Recent developments in sequencing and growth of bioinformatics resources provide us with vast depositories of protein network and single nucleotide polymorphism data. It allows us to re-examine, on a larger and more comprehensive scale, the relationship between protein-protein interactions and protein variability and evolutionary rates. This relationship has remained far from unambiguously resolved for quite a long time, reflecting shifting analysis approaches in the literature, and growing data availability. In this study, we utilized several public genomic databases to investigate this relationship in human, mouse, pig, chicken, and zebrafish. We observed strong non-linear relationship patterns (tending towards convex decreasing function shapes) between protein variability and the density of corresponding protein-protein interactions across all five species. To investigate further, we carried out stochastic simulations, modeling the interplay between protein connectivity and variability. Our results indicate that a simple negative linear correlation model, often suggested (or tacitly assumed) in the literature, as either a null or an alternative hypothesis, is not a good fit with the observed data. After considering different (but still relatively simple, and not overfitting) simulation models, we found that a convex decreasing protein variability-connectivity function (specifically, exponential decay) led to a much better fit with the real data. We conclude that simple correlation models might be inadequate for describing protein variability-connectivity interplay in vertebrates; they often tend towards false negatives (showing no more than marginal linear or rank correlation where there are in fact strong non-random patterns).

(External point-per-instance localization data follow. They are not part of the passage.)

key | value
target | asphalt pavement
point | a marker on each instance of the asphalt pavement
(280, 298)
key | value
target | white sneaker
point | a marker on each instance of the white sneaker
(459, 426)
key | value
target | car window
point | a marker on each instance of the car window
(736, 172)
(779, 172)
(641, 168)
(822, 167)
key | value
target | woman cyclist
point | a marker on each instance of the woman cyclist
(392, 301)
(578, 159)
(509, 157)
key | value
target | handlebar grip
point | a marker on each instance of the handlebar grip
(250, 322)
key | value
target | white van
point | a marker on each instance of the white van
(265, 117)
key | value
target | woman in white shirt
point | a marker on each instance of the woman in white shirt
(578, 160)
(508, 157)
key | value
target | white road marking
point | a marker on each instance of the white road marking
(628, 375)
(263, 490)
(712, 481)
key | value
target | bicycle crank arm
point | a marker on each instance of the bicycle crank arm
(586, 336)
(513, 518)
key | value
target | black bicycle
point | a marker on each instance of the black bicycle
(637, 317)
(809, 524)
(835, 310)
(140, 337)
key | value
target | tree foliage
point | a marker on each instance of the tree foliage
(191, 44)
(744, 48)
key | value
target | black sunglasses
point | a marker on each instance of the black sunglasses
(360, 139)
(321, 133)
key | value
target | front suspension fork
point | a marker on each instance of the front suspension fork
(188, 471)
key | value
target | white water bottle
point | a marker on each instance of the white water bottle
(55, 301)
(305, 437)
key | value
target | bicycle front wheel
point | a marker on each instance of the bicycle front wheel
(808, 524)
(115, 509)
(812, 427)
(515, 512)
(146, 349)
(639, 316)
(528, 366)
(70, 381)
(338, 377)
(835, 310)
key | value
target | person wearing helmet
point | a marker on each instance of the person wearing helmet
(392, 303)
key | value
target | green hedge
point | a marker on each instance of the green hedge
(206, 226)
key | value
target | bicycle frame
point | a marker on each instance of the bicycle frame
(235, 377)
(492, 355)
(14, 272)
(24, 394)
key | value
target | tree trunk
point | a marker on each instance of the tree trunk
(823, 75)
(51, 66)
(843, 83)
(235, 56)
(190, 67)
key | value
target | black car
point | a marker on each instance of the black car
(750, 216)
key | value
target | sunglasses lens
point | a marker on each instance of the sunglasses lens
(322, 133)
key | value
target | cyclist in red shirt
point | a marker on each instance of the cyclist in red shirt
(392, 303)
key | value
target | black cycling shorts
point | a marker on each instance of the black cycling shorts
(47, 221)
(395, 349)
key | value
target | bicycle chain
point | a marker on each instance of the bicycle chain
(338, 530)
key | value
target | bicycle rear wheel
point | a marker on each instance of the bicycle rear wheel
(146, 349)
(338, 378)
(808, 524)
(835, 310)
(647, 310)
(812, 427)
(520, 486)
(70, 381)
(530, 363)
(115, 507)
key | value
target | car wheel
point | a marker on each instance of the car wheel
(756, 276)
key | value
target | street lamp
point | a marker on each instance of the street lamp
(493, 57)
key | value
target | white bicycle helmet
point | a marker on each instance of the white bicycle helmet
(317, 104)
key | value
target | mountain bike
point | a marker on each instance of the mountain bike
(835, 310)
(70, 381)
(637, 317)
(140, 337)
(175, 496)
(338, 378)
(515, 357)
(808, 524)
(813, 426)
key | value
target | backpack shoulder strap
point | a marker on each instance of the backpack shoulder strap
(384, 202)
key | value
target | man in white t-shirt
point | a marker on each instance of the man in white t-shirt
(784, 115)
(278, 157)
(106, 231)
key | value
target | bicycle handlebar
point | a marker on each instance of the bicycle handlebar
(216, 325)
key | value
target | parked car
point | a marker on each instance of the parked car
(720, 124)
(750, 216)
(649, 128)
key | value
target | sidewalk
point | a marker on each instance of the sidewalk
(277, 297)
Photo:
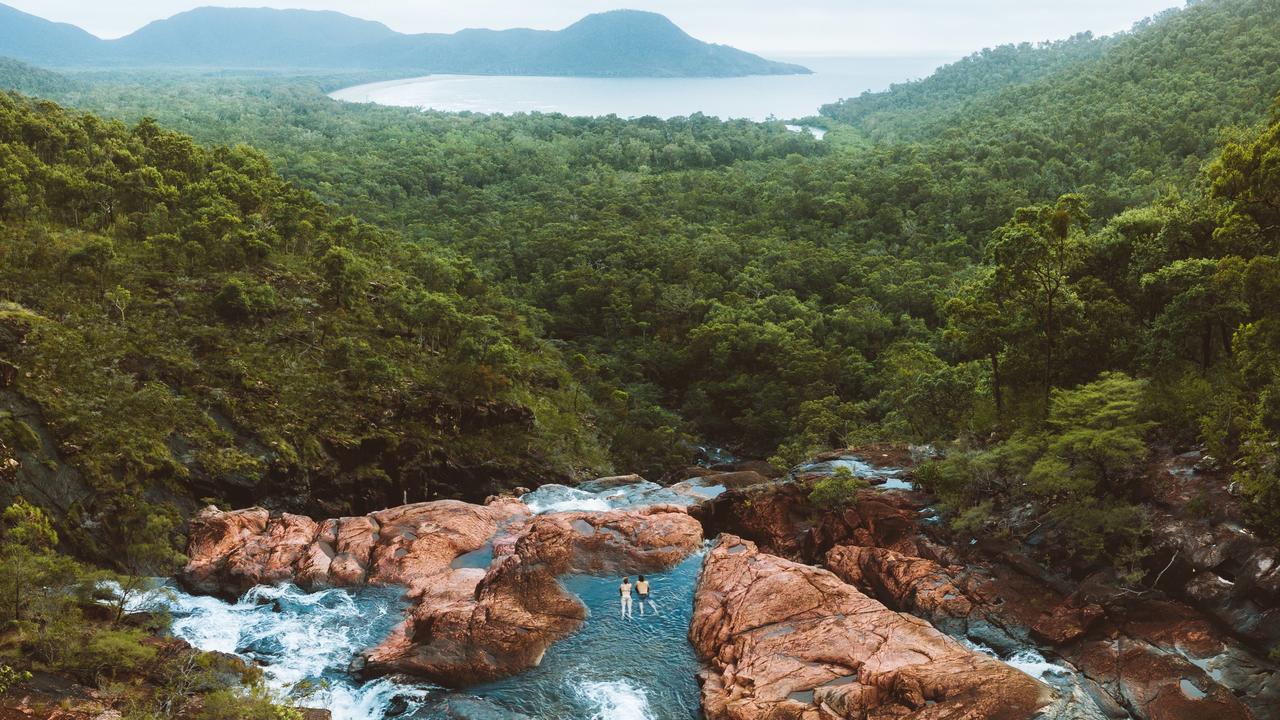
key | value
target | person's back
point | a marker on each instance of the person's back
(625, 596)
(643, 592)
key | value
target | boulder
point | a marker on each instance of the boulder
(464, 624)
(914, 584)
(502, 621)
(791, 641)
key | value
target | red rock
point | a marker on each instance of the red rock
(909, 583)
(465, 624)
(504, 623)
(213, 537)
(773, 632)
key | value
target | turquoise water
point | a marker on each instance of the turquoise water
(615, 668)
(755, 98)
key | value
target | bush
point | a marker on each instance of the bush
(9, 677)
(241, 300)
(255, 705)
(836, 491)
(115, 652)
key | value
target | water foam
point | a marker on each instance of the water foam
(302, 641)
(615, 700)
(1027, 660)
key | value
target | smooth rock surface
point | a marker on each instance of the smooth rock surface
(789, 641)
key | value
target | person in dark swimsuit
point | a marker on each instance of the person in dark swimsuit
(643, 592)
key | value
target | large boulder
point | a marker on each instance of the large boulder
(465, 624)
(233, 551)
(503, 621)
(791, 641)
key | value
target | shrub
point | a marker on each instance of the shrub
(9, 677)
(241, 300)
(836, 491)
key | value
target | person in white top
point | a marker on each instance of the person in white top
(625, 589)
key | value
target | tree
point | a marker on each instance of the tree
(978, 326)
(145, 537)
(1034, 256)
(119, 297)
(33, 577)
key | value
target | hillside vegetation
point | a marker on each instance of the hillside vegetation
(1046, 274)
(616, 44)
(188, 324)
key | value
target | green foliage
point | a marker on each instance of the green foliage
(18, 434)
(1096, 440)
(9, 677)
(236, 705)
(115, 652)
(35, 580)
(245, 299)
(1018, 253)
(837, 490)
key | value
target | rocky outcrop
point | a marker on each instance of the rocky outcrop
(785, 639)
(781, 519)
(233, 551)
(465, 624)
(915, 584)
(1133, 655)
(504, 621)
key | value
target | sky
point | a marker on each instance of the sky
(791, 28)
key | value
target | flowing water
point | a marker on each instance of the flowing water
(639, 668)
(885, 478)
(757, 98)
(617, 669)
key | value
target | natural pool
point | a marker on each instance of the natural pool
(613, 669)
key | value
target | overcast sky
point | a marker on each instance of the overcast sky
(794, 27)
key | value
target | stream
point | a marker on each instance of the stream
(612, 669)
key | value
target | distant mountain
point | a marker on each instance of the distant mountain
(36, 40)
(24, 78)
(617, 44)
(246, 37)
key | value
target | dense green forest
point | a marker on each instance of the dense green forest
(612, 44)
(1046, 259)
(1056, 263)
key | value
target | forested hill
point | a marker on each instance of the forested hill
(178, 323)
(1087, 114)
(618, 44)
(21, 77)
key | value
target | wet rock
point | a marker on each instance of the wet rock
(914, 584)
(214, 536)
(780, 518)
(785, 639)
(501, 621)
(600, 484)
(465, 624)
(759, 466)
(472, 709)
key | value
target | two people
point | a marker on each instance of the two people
(641, 589)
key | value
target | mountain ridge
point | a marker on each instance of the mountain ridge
(613, 44)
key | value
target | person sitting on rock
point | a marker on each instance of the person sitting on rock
(643, 591)
(625, 588)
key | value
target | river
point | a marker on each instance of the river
(755, 98)
(640, 668)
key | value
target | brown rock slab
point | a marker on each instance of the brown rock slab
(789, 641)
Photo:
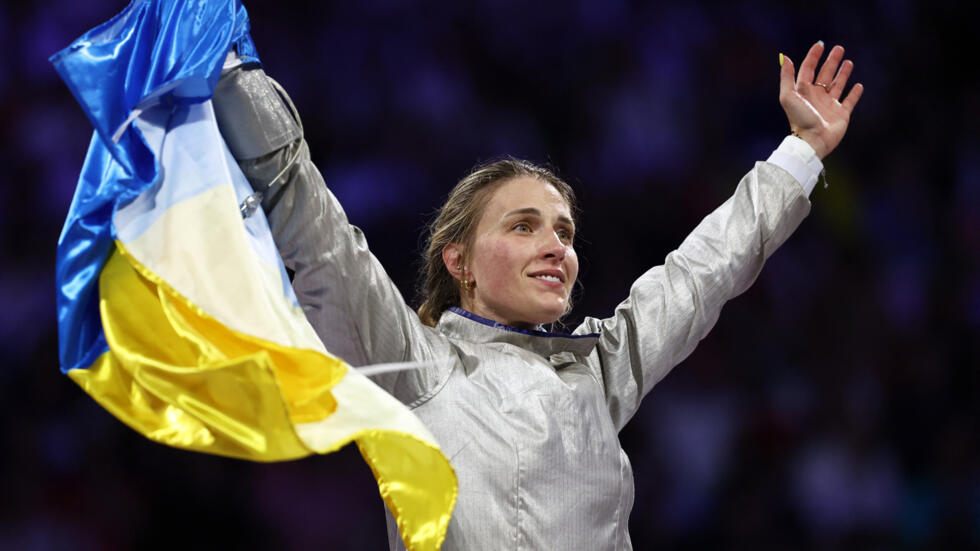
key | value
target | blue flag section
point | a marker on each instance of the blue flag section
(152, 53)
(174, 313)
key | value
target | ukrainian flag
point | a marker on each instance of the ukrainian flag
(174, 312)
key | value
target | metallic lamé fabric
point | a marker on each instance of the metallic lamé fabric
(529, 420)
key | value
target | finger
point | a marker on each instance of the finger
(809, 65)
(829, 67)
(840, 81)
(787, 77)
(852, 98)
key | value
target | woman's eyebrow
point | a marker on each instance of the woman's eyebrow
(535, 212)
(525, 210)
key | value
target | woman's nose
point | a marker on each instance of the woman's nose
(553, 246)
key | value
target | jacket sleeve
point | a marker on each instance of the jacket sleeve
(351, 302)
(671, 307)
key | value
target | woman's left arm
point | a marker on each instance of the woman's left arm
(672, 307)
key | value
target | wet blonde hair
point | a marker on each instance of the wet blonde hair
(457, 220)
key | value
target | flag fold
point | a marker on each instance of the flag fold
(175, 313)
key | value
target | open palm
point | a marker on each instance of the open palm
(812, 103)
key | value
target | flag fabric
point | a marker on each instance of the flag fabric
(175, 313)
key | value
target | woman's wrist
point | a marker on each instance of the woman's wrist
(815, 141)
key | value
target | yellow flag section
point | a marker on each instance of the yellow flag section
(208, 350)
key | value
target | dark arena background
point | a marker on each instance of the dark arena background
(830, 408)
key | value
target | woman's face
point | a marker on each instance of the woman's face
(522, 260)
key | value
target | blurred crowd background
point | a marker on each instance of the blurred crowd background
(830, 408)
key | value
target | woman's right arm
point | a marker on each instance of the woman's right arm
(351, 302)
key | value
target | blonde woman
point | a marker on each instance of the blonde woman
(529, 419)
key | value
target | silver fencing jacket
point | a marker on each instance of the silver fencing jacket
(528, 419)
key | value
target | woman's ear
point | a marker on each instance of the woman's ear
(452, 257)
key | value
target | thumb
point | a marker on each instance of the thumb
(787, 77)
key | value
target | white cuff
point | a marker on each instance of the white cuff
(799, 159)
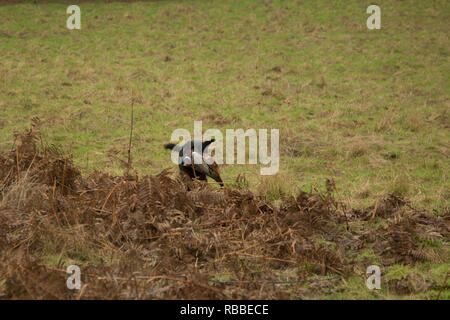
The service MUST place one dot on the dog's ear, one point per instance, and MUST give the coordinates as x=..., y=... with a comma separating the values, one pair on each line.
x=169, y=146
x=205, y=144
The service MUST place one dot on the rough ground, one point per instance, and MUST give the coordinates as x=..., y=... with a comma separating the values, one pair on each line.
x=146, y=237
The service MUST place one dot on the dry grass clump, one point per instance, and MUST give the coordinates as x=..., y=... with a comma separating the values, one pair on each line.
x=148, y=237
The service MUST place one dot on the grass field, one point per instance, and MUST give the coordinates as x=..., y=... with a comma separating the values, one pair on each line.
x=366, y=108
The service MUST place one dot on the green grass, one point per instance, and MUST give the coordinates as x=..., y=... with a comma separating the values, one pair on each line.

近年来,测序和生物信息学资源的发展为我们提供了大量的蛋白质网络和单核苷酸多态性数据存储库。这使我们能够在更大、更全面的范围内重新审视蛋白质-蛋白质相互作用与蛋白质变异性和进化速率之间的关系。这种关系在很长一段时间内都没有得到明确的解决,反映了文献中分析方法的变化和数据可用性的增加。在这项研究中,我们利用几个公共基因组数据库,研究了人类、小鼠、猪、鸡和斑马鱼中这种关系。我们观察到,在所有五个物种中,蛋白质变异性与相应蛋白质-蛋白质相互作用密度之间存在强烈的非线性关系模式(倾向于凸递减函数形状)。为了进一步研究,我们进行了随机模拟,模拟蛋白质连接性和变异性之间的相互作用。我们的结果表明,简单的负线性相关模型(在文献中经常被提出(或默认)为零假设或替代假设)与观察到的数据不太吻合。在考虑了不同的(但仍然相对简单、不过拟合)模拟模型之后,我们发现,凸递减的蛋白质变异性-连接性函数(具体来说,指数衰减)与真实数据的拟合度更好。我们得出结论,简单的相关模型可能不足以描述脊椎动物中蛋白质变异性-连接性相互作用;它们往往倾向于假阴性(显示出的线性或等级相关性微不足道,而实际上存在强烈的非随机模式)。